Il caso Space X e il rapporto con Musk
Come risponde Meloni? Un po’ glissa, su Starlink è in atto un’istruttoria, si vagliano le opzioni e – dice Meloni pragmatica – “l’alternativa è tra affidarsi a un privato coi rischi del caso e il non fare proprio niente, perché il progetto europeo pubblico non esiste. Decine di aziende si propongono per cose più disparate, poi si fa l’istruttoria, e se la cosa è di interesse si pone nelle sedi competenti. In questo caso gli ambiti con cui confrontarsi sono molti, dal Consiglio supremo di difesa fino al Parlamento.

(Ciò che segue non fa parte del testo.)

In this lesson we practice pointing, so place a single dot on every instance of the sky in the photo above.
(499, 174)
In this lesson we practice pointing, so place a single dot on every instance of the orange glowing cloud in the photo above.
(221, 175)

Ma siamo nella fase istruttoria”.
Ma poi si scalda, perché quando la questione si fa schiettamente politica – cioè l’assenza di imbarazzo alcuno, la disinvoltura a filare d’amore e d’accordo con uno che appoggia i neonazisti in Germania -, scatta il riflesso automatico: e allora Soros?
Musk “non è un pericolo per la democrazia”, dichiara decisa Meloni, obiettando invece che “ingerenze” vi siano in altri casi, quando “persone facoltose usano le risorse per finanziare in mezzo mondo partiti e associazioni per condizionare le politiche, come nel caso di Soros”.
“Io non prendo soldi da Musk”
“Io non prendo soldi da Musk – s’indigna Meloni – semmai li hanno presi da Soros. Io il pericolo per la democrazia non lo vedo”. E a chi le chiede di commentare le scelte di Musk in relazione alla campagna elettorale in Germania, Meloni ribalta ancora la questione. “Vorrei ricordare l’ingerenza di quella tedesca nella campagna italiana”.
“Dobbiamo ricondurre – è la convinzione di Meloni – le cose nell’alveo dove si trovano. Musk esprime la sua posizione e di questo stiamo parlando. Può piacere o non piacere ma quando mi si dice che c’è un pericolo di ingerenza evidenzio che non è il primo caso di persone note e facoltose che esprimono le loro opinioni.
“Soros condiziona le politiche, non mi risulta lo faccia Musk”
Io – aggiunge – ne ho viste parecchie e spesso contro di me e nessuno si è scandalizzato. Il problema – dice ancora – è quando queste persone usano le risorse per finanziare in mezzo mondo partiti e associazioni per condizionare le politiche, cosa che non mi risulta faccia Musk al contrario di Soros. Questa sì la considero una pericolosa ingerenza. Ma quando è accaduto si è parlato di filantropi: il problema è che è ricco e influente o che non è di sinistra?”.
Va bene che anche Mark Zuckerberg sostiene che un minimo di fact-checking sia assimilabile alla censura e non serva a una discussione aperta e informata.
Ma Elon ha scucito un quarto di miliardo di dollari per Trump
Però, Meloni non può davvero far finta di non sapere che Elon Musk non abbia speso più di un quarto di miliardo di dollari (dati ufficiali e pubblici della Federal Election Commission) del suo patrimonio per aiutare Trump a tornare presidente degli Stati Uniti. Se, solo nelle ultime settimane a ridosso del voto Usa, Musk bonificava un milione di dollari al giorno concentrati sulla campagna nei sette swing states non era forse per “condizionare” quelle elezioni politiche?